Wasted three days trying to get STDIO working in production. Save yourself the time.
STDIO Transport: Doesn't work. Send a bunch of requests, most fail. Get timeouts, connection refused errors, response times over 20 seconds. Not performance issues - actual failures.
Documentation doesn't mention this. Deploy to production and find out when AI agents start hitting your endpoints.
SSE Transport: Works better than STDIO but deprecated. Building on dead tech isn't smart.
Streamable HTTP: Only transport that works. Session strategy matters - get 30 RPS or couple hundred depending on how you configure it.
Tested on staging: shared sessions performed well, unique sessions were terrible. Huge difference.
Session pooling became required after the crashes. Not optional anymore.
AI Traffic Patterns Break Everything
AI agents hit differently than regular users. Burst traffic that overwhelms databases running default configs.
Single AI conversation creates dozens of parallel requests. Database was still on PostgreSQL defaults - around 100 max connections. AI agents tried opening way more. Got FATAL: sorry, too many clients already
and everything crashed.
AI agents retry without backoff. Keep hammering until you add circuit breakers.
Connection Pool Reality
Static pools don't handle AI burst patterns. Found out when AI agent requested "analyze all customer data" and server tried opening more database connections than possible.

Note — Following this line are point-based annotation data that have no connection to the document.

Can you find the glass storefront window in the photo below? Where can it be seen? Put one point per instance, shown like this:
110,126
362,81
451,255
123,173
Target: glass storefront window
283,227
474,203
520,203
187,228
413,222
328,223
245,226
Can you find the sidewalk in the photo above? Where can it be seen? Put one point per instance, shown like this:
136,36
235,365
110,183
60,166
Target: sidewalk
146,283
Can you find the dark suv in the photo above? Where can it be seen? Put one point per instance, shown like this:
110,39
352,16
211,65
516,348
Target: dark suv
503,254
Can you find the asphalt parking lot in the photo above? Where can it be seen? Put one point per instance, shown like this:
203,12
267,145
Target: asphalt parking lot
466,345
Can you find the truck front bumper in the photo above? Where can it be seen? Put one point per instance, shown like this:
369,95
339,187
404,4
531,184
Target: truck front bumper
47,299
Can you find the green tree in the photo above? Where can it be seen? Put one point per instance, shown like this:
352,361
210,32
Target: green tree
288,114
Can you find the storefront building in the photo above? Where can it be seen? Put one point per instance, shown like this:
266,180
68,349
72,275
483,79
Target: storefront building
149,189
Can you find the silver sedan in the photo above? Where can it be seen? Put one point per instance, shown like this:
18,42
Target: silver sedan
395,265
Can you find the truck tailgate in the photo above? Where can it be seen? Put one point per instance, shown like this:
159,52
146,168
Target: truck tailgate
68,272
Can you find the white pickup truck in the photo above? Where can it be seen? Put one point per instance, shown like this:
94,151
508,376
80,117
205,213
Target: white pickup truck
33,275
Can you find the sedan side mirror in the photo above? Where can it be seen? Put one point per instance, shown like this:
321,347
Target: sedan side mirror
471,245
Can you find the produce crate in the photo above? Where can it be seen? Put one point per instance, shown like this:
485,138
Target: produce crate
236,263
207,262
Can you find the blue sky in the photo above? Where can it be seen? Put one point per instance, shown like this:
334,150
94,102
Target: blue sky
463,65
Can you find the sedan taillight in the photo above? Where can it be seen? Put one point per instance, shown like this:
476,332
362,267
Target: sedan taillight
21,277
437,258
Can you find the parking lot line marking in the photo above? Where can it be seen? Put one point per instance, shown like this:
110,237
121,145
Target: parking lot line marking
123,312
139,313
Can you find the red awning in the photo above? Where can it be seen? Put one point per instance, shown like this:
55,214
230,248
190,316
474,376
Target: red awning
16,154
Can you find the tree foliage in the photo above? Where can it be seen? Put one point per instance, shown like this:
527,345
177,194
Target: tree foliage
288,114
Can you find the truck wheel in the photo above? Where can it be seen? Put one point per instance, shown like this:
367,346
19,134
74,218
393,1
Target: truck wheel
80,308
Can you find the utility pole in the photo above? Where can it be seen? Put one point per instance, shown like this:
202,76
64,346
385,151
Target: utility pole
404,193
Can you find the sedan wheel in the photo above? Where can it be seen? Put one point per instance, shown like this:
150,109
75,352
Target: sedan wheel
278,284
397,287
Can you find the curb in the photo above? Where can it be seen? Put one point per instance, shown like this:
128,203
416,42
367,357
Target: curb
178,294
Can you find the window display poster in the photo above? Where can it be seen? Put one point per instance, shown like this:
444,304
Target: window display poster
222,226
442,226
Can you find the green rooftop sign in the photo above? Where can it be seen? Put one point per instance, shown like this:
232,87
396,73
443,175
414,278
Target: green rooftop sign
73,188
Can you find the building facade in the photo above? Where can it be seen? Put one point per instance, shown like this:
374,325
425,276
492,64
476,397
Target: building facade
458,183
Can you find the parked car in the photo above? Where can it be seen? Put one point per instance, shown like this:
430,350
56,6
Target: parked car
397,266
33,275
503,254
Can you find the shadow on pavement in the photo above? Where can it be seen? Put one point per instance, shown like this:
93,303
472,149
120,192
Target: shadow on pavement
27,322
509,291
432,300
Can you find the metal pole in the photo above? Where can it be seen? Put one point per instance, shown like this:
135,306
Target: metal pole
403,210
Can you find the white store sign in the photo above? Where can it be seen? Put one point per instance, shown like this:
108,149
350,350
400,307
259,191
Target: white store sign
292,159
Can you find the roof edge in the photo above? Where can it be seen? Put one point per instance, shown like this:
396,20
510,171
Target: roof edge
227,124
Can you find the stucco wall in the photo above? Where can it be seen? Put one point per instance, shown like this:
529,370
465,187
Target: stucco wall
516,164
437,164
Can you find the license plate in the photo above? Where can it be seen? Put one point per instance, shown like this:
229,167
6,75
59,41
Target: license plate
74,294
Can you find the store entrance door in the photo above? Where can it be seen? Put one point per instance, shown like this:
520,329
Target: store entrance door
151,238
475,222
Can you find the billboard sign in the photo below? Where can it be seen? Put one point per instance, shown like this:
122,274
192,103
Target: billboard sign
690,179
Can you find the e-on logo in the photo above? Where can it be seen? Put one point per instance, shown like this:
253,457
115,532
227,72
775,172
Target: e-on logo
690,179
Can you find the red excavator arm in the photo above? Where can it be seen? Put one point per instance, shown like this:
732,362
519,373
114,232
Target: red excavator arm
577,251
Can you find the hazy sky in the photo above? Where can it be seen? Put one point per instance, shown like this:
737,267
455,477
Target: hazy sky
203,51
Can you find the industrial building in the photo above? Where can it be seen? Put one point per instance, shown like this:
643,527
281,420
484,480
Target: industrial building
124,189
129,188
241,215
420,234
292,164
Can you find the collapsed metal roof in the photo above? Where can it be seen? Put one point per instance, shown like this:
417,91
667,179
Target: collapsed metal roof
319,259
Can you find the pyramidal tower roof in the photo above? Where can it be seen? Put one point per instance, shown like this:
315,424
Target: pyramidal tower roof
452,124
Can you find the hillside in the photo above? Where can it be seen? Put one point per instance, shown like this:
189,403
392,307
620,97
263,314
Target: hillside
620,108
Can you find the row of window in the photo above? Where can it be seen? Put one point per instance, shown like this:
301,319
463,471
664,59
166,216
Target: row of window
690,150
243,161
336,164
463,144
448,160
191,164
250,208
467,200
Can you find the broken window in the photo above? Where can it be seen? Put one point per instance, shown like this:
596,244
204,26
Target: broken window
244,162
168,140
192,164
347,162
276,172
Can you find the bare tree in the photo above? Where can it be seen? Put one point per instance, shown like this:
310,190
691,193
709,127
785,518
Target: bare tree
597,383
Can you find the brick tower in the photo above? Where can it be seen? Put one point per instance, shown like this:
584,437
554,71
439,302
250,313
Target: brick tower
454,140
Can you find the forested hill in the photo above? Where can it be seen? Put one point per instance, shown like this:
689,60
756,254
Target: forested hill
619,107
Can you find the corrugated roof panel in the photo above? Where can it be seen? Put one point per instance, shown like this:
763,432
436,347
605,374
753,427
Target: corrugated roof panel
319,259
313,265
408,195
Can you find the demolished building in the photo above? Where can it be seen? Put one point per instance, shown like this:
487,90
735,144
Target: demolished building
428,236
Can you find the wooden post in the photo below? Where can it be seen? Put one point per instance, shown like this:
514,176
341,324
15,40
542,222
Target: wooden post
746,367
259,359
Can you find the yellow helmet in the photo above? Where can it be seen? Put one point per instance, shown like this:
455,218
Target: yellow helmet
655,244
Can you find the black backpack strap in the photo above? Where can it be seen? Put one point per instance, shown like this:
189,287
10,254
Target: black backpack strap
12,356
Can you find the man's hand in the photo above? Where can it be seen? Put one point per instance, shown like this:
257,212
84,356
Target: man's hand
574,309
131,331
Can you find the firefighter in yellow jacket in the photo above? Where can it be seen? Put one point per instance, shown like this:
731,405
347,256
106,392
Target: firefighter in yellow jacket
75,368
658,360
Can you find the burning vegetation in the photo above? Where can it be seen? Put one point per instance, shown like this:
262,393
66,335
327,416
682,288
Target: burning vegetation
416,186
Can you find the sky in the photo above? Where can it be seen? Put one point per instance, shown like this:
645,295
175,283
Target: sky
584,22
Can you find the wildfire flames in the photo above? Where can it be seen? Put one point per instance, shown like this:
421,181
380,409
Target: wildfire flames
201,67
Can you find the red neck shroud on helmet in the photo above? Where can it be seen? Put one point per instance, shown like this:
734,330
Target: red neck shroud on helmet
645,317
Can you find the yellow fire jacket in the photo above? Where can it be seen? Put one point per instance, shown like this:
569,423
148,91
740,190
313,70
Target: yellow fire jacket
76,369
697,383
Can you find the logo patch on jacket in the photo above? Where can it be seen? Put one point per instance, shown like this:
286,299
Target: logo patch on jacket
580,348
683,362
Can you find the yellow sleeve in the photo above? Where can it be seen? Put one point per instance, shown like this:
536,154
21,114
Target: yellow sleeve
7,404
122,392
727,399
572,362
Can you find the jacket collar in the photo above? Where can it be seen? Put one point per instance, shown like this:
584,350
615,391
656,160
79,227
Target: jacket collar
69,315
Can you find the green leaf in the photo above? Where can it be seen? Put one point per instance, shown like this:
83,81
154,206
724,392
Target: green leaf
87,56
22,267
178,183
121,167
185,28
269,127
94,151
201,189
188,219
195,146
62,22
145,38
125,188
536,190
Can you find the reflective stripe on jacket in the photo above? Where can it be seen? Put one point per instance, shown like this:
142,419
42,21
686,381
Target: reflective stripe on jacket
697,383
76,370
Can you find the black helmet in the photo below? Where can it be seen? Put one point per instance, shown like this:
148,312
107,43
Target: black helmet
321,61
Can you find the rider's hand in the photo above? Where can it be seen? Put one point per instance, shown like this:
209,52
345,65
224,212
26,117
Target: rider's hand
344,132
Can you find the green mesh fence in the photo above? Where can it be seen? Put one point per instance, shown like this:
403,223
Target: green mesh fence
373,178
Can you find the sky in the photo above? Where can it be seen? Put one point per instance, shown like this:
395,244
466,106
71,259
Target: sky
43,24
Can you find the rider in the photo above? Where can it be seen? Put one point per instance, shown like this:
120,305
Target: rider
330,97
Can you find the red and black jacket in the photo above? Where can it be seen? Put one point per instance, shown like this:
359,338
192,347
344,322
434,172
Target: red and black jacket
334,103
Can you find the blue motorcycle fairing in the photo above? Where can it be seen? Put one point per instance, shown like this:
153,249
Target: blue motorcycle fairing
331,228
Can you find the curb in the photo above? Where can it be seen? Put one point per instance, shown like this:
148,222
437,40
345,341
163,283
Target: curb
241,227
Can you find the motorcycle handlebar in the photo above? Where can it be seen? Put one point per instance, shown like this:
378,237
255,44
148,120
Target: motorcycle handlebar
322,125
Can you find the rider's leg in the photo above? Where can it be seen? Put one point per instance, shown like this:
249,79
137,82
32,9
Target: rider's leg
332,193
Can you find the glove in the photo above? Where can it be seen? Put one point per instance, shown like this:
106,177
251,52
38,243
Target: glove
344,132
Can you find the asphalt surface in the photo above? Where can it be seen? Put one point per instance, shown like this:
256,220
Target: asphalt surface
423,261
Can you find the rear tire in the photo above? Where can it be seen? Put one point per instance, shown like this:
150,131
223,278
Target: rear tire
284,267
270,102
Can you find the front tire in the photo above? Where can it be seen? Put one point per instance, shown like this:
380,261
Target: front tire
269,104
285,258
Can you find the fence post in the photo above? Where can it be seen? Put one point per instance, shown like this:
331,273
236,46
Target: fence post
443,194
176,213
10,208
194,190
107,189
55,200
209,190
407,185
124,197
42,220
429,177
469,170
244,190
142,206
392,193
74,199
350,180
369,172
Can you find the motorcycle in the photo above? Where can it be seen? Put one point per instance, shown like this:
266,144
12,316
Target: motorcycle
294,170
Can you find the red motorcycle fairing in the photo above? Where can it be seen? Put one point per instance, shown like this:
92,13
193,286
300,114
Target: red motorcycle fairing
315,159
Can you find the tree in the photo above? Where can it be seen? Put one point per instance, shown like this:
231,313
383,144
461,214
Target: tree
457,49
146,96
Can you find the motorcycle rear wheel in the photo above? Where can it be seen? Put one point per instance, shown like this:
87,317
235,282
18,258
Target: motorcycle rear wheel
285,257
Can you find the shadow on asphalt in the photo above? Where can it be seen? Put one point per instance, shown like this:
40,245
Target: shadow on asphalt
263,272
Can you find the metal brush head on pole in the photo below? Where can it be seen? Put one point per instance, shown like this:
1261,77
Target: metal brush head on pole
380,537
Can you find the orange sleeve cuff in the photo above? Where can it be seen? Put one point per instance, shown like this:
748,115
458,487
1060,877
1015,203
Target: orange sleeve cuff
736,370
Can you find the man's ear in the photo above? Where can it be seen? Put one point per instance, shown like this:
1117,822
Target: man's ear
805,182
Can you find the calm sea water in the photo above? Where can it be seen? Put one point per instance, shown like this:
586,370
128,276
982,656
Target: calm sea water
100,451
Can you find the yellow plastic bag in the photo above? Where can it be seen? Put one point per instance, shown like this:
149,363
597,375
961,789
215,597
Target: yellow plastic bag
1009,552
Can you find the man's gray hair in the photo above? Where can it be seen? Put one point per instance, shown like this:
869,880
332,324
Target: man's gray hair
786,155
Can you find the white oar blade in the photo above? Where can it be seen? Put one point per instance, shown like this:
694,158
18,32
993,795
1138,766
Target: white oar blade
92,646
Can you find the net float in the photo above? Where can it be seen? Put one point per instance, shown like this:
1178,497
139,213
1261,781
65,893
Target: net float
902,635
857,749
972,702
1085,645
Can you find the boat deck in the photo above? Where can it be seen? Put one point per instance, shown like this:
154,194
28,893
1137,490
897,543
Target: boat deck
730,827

PostgreSQL defaults to around 100 connections - way too low for AI traffic bursts.
Memory Management Under AI Load
AI responses get massive. Started with small responses, then suddenly getting 30-50MB JSON payloads that crashed Node trying to serialize.
Production went down for hours when AI query returned huge dataset. Server died processing it all. Was customer data or product catalog, can't remember which.
Stream large responses or server dies when AI requests "all available data."